The Lukov March, a torchlight rally through Sofia that honours a pro-Nazi Bulgarian general who led the fascist Union of Bulgarian National Legions that was active between 1932 and 1944, attracts Neo-Nazis from across Europe. It has been banned in past years by the city of Sofia, with a court ruling in favour of the ban in 2020.
In 2018, the World Jewish Congress presented Bulgarian Prime Minister Boyko Borisov with a petition signed by 175,000 people worldwide requesting that the Bulgarian government issue an administrative ban on the march.
According to the Sofia Globe, on Friday the rally was condemned by the prime minister’s We Continue the Change (WCC) party, along with three other parties in parliament. Finance Minister Assen Vassilver of the WCC party also denounced the march, as well as other neo-Nazi events held in the country.
Speaking on behalf of the party, MP Tatiana Sultanova said: “Provocations to violence, propaganda of racism, antisemitism, homophobia, sexism, have no place in Bulgarian society.
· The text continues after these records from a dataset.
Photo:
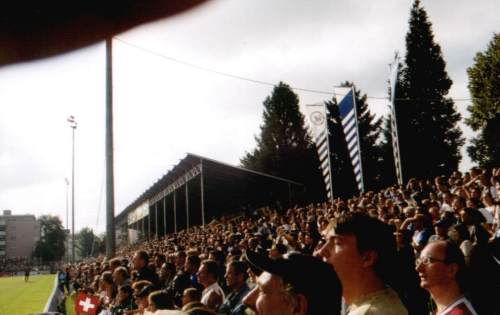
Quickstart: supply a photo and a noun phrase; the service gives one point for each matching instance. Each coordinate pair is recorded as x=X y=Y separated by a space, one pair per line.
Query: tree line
x=429 y=135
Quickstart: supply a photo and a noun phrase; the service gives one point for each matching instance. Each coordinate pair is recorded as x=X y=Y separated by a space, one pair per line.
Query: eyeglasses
x=426 y=260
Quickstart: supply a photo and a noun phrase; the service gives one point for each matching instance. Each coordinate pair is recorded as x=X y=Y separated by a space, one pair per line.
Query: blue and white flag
x=349 y=119
x=318 y=129
x=393 y=77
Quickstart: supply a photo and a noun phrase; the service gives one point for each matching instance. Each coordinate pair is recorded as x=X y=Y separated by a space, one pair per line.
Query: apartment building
x=18 y=234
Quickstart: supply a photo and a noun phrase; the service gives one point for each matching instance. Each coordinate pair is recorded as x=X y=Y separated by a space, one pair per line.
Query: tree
x=284 y=148
x=87 y=243
x=430 y=139
x=369 y=134
x=50 y=247
x=387 y=166
x=484 y=86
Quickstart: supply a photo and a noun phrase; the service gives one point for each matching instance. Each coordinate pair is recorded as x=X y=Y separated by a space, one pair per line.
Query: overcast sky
x=164 y=108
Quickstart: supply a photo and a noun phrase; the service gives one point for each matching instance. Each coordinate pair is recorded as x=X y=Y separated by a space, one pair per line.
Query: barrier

We condemn any attempt to hold events that threaten public peace and the dignity of Bulgarian citizens.”
Bulgarian Socialist Party (BSP) MP Alexander Simov told the National Assembly that his party had called every year for the event to be banned.
“Every year in some strange way this procession turns out to be allowed and every year on the streets of Sofia these dark forces, which we must categorically oppose,” Simov said.
MP Stanislav Anastasov, of the Movement for Rights and Freedom party, criticized the Interior Ministry for having the ability to put an end to the rally but not doing so.
The opposition party of former Prime Minister Boyko Borisov, GERB, said in a Friday Facebook post that the rally should be banned.
“There is no greater insult to the memory of victims and their heirs than revisionism and attempts to revive and honour individuals and practices associated with dark times in which antisemitism and hatred changed destinies and destroyed lives,” the statement said.
The party noted that when it was in power, it had worked with other levels of government to ban the Lukov March for two years.